Sono le 5.40, sto per rientrare a casa,
ho voglia di un cappuccio, ma intorno a me, da un lato e dall'altro
della strada, solo serrande chiuse e qualche passante infreddolito in
questo maggio pazzo. Pazzo...Pazzo come quasi tutti i maggio della
mia vita. L'unica differenza con quasi tutti i novembre della mia
vita, a maggio è la vegetazione verdeggiante e la durata delle
giornate. Ma poi...freddo e pioggia, pioggia e freddo e mia madre che
si lamenta che deve “tirar fuori” i piumoni dell'inverno messi
via con il cambio di stagione. Mia madre. Già. E' per lei che sono
qui. A quest'ora, per strada. Torno dall'ospedale dove è ricoverata
da ieri. E scopro, in questo modo, che la caffetteria dell'angolo è
già aperta, a quest'ora. Da 32 anni.
I due coniugi che la conducono sembrano capitani di un transatlantico. Si muovono sincronici, sicuri, pigiano tasti, azionano manopole. Lui piega meticolosamente i giornali prendendoli da una pila infinita. Uno per uno come fossero camice da stirare. Terminata una serie di cinque, la appoggia in bella mostra su uno scaffale che, s'intuisce, pensato appositamente per lo scopo. Non so quanti compratori, sospettino la cura cui è stato sottoposto il loro plico. Lei è ai comandi in plancia, dietro il bancone, aziona la macchina del caffè, sbuffo di vapore, inserimento del bricco, colmatura a livello, versa il latte nella tazza fino a un dato punto e ad una certa angolazione, poi un gesto rapido del polso solleva il coperchio del bricco tac! e candida schiuma riempie la tazza fino a sbordare...guardo incantata ogni fase della procedura.

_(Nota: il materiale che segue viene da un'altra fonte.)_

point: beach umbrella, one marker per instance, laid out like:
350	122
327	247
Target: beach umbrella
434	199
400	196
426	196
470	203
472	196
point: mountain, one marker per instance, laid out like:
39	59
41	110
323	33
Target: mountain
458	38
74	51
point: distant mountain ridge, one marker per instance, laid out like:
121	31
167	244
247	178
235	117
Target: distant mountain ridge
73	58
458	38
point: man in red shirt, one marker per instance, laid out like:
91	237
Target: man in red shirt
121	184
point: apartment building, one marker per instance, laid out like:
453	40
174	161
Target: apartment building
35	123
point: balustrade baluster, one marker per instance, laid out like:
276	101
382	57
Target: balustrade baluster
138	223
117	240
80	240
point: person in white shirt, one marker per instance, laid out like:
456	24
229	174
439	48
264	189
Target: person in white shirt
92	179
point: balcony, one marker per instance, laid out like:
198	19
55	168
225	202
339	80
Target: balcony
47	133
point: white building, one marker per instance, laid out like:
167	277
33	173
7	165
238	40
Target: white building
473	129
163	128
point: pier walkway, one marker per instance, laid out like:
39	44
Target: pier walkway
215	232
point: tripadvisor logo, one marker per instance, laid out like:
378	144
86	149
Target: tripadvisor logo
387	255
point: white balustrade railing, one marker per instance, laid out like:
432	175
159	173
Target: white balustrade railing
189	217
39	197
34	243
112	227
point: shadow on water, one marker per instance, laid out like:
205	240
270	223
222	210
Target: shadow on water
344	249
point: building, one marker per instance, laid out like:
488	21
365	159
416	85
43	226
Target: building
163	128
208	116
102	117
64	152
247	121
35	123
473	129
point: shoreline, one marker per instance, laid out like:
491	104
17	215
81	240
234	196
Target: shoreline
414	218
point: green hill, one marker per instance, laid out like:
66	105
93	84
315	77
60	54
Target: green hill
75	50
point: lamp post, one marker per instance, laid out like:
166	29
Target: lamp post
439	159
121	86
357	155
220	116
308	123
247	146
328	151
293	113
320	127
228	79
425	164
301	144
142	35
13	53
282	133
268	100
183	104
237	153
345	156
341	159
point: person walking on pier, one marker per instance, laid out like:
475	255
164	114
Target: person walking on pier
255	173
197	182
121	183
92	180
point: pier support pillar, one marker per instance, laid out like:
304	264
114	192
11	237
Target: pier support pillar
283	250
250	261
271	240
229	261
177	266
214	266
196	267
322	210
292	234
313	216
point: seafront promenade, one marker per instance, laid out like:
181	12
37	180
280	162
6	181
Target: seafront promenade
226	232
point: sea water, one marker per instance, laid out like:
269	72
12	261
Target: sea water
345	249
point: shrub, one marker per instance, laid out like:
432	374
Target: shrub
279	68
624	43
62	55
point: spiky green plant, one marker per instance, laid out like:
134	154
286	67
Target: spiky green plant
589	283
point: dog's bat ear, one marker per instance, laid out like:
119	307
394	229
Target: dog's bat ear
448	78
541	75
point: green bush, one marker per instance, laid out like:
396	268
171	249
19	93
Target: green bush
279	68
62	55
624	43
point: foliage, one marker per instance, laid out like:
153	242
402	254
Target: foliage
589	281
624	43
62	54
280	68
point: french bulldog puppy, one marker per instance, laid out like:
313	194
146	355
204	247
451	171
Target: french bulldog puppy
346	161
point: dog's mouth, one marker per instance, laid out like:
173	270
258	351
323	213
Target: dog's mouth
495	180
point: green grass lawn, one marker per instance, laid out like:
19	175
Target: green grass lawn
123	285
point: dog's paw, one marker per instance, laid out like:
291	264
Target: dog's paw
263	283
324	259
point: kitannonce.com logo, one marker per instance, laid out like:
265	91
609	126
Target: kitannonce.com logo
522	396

E' un giorno strano, mi sembra che il tempo non passi mai. Accanto a me altri avventori, silenziosi afferrano il giornale, che “lui” allunga; si dispiegano al bancone, “lei” dispone le ordinazioni, sempre le stesse, immagino. Non sento richieste verbali. Forse chissà, per qualcuno è esattamente così ogni mattina, da 32 anni. Guardo l'orologio. Sono le 5.43. Rientro dall'ospedale dove mia mamma è ricoverata. Infarto. E il tempo pare bloccato.